If any of them were truly sick, she’d have no choice but to reveal herself and care for them. She had her mother’s herb chest, and she’d learned how to use it these past years since her mother had died, when Alyce was only ten.
She had no need of a tallow reed to light her way down to the great hall. She knew Sherborne Castle like the palm of her hand. Quietly, she stepped into the big chamber and paused to listen. All around her she heard the low rumbles of sleeping men, but, she noted with a sigh of relief, there were no sounds of distress.
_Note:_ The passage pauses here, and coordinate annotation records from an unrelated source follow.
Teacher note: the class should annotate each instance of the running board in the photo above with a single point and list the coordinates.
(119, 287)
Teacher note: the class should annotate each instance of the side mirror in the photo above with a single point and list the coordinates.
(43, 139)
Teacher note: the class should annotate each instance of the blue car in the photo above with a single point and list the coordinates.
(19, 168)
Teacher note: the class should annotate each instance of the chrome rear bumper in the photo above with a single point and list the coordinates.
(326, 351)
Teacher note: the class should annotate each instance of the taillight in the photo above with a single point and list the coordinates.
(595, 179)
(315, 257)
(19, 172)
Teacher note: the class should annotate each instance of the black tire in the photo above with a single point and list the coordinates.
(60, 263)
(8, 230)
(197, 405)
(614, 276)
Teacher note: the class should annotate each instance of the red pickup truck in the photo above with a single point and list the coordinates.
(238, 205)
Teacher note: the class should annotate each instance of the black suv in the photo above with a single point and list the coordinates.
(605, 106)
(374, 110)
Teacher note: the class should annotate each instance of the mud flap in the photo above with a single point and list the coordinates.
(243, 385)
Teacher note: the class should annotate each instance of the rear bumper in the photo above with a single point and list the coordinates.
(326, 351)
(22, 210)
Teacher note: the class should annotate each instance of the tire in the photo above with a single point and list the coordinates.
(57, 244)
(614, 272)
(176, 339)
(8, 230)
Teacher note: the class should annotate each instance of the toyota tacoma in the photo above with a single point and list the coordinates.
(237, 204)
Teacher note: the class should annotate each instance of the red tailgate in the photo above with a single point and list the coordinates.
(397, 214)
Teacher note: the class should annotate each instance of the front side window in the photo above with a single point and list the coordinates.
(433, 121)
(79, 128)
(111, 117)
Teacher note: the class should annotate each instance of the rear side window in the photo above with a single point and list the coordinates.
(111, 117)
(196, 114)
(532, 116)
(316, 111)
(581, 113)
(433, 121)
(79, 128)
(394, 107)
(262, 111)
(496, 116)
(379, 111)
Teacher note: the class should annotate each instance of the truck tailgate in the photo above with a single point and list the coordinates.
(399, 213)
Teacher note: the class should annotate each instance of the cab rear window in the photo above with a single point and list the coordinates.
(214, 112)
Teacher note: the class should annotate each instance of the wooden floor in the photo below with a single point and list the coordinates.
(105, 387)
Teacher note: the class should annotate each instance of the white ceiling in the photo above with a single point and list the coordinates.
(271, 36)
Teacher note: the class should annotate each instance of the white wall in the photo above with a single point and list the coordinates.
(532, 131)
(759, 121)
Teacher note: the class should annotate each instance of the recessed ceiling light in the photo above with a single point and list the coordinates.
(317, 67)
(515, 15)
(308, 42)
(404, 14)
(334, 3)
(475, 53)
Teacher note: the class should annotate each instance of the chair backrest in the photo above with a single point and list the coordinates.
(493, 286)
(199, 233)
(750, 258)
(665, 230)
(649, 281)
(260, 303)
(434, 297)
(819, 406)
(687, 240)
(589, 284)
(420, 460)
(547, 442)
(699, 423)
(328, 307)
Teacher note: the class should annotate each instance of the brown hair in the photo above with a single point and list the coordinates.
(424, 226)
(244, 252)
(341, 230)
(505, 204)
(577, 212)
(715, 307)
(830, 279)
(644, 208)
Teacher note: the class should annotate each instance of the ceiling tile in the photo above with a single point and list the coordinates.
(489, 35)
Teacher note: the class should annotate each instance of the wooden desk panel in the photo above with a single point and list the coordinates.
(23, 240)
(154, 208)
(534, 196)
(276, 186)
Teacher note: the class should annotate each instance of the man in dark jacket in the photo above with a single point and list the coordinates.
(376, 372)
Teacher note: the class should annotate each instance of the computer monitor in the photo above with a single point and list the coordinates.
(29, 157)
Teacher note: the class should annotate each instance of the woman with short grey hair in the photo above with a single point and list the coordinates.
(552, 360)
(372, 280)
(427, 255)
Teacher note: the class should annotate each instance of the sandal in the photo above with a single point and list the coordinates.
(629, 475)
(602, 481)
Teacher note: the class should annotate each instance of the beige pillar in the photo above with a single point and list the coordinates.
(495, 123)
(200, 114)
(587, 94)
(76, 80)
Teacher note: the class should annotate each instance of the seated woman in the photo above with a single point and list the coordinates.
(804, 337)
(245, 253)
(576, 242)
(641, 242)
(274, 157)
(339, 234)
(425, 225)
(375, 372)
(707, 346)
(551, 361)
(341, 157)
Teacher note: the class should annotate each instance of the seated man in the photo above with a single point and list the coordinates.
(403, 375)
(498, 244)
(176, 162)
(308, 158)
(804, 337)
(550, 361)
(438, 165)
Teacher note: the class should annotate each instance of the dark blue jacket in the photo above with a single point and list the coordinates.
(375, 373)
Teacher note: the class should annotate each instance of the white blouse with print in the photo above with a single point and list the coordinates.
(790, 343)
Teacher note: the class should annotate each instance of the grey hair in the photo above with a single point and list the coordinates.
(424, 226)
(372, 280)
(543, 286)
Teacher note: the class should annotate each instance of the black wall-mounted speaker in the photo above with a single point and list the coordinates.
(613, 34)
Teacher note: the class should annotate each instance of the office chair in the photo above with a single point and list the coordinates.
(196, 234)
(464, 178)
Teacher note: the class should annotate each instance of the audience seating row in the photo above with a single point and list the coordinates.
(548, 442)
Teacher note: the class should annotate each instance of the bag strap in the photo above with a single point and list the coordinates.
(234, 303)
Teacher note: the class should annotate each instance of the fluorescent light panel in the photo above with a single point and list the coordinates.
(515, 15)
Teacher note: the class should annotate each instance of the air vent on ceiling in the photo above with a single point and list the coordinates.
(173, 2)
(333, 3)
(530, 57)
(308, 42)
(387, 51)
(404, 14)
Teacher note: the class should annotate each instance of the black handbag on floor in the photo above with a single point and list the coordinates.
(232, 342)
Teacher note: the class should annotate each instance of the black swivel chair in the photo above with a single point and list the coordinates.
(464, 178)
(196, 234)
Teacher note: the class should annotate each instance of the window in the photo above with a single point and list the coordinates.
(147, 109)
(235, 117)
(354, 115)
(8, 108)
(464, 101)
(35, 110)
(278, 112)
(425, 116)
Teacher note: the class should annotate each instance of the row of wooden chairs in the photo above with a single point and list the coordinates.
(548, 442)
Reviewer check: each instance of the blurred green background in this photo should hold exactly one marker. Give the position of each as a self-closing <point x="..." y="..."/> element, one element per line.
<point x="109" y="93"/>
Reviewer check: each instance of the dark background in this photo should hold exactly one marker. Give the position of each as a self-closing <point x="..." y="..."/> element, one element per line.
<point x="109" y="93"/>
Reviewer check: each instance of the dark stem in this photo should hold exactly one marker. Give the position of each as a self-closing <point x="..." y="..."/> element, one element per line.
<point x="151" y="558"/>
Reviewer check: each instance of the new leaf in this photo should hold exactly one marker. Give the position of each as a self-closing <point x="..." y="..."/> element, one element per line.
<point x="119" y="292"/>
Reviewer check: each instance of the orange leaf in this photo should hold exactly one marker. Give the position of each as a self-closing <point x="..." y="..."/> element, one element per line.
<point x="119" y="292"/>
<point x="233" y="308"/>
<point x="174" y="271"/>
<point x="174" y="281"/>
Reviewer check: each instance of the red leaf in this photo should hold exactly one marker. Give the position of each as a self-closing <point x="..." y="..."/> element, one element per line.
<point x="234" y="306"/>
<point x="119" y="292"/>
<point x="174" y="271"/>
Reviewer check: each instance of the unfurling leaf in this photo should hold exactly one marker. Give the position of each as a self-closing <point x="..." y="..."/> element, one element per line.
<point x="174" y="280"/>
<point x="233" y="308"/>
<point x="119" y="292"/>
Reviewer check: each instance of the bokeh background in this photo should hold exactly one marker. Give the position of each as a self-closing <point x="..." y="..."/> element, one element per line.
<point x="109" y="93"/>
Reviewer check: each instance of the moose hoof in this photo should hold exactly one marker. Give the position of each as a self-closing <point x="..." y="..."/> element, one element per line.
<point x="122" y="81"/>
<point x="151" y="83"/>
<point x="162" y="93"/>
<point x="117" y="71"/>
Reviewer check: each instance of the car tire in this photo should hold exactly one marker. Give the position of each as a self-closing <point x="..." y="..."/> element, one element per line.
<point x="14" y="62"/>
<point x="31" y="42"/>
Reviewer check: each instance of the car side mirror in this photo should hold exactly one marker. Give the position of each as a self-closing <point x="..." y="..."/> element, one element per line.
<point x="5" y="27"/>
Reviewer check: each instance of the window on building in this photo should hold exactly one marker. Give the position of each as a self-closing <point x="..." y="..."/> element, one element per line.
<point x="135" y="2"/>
Surely if anyone was very ill, there would be some sign. The fire would have been built up and men would be awake, caring for the patient.
Moving noiselessly, she crossed the room toward the buttery. She was feeling none too sharp herself this morning, she thought with an ironic grin. Punishment, no doubt, for her wickedness in finishing off half a capon the previous evening while her guests ate rotten food.
The sun was beginning to send slanting rays through the castle windows, but as she entered the buttery, it took Alyce a moment to realize that the room was illuminated not by the sun but by a blazing wall torch. The torch had evidently been placed there by the knight of her restless dreams, who was this moment standing frozen in front of her, his mug of ale halfway to his lips.